3个家系总SGR及各个阶段(S1、S2、S3和S4) SGR见图 1。N310004家系生长最快,总SGR达(9.79± 0.22)%,显著高于其他家系(P < 0.05)。除S2和S3阶段外(N310004家系SGR与N310011家系无显著性差异),其他阶段N310004家系的SGR都显著高于其他2个家系(P < 0.05)。

图 1 凡纳滨对虾不同家系在不同阶段的特定生长率 Fig.1 Specific growth rate of different families L. vannamei at different stages 大写字母表示同一阶段不同家系差异显著(P < 0.05),小写字母表示相同家系不同阶段差异显著(P < 0.05)。 Uppercase letters represent significant difference between different families at the same stage, while lowercase letters represent significant difference between the same family at different stages (P < 0.05).
2.2 能量收支 2.2.1 凡纳滨对虾生物学指标

能量收支实验中3个家系的凡纳滨对虾生物学指标见表 1,在S2、S3和S4时期,N310004家系的体长、体重和干重3个生物学数据均显著高于家系N310010和N310011。

表 1 不同阶段下各家系生物学指标 Tab.1 Biological indexes of L. vannamei families at different stages
2.2.2 摄食率(FR)

温度对不同家系凡纳滨对虾FR的影响见图 2。从图 2可以看出,随着温度的升高,3个家系在同一时期的FR显著升高,均在35℃时达到最大值。在不同时期,3个家系的FR差异显著(P < 0.05)。S1时期在20 ℃时,N310004家系的FR显著高于其他2个家系;在25~35 ℃时,N310011家系的FR显著高于其他家系。在S2、S3和S4时期,N310004家系的FR均显著高于其他2个家系。

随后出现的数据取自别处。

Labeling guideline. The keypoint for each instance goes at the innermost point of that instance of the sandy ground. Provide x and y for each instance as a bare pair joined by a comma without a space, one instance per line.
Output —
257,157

图 2 温度对不同家系凡纳滨对虾摄食率的影响 Fig.2 Effect of temperature on feeding rate of different L. vannamei families 不同小写字母表示相同家系不同温度下差异显著(P < 0.05);不同大写字母表示相同温度下不同家系差异显著(P < 0.05)。下同。 Different lowercase letters indicate significant differences at different temperatures in the same family (P < 0.05);Different uppercase letters indicate significant differences of different families at the same temperature (P < 0.05). The same as below.
2.2.3 呼吸耗氧率(OR)

温度对不同家系凡纳滨对虾OR的影响见图 3。温度对于不同家系凡纳滨对虾的OR有显著影响(P < 0.05)。总体来讲,在实验温度范围内,随着温度升高,凡纳滨对虾的OR显著升高。不同家系在不同时期的OR也有显著性差异。S1时期在25~35 ℃时,N310011家系的OR显著高于其他2个家系;S2时期在35 ℃时,N310011家系的OR显著高于其他2个家系,其他2个家系无显著差异,S3时期在30~35 ℃时,N310010家系显著高于其他2个家系,S4时期N310010家系显著高于其他2个家系。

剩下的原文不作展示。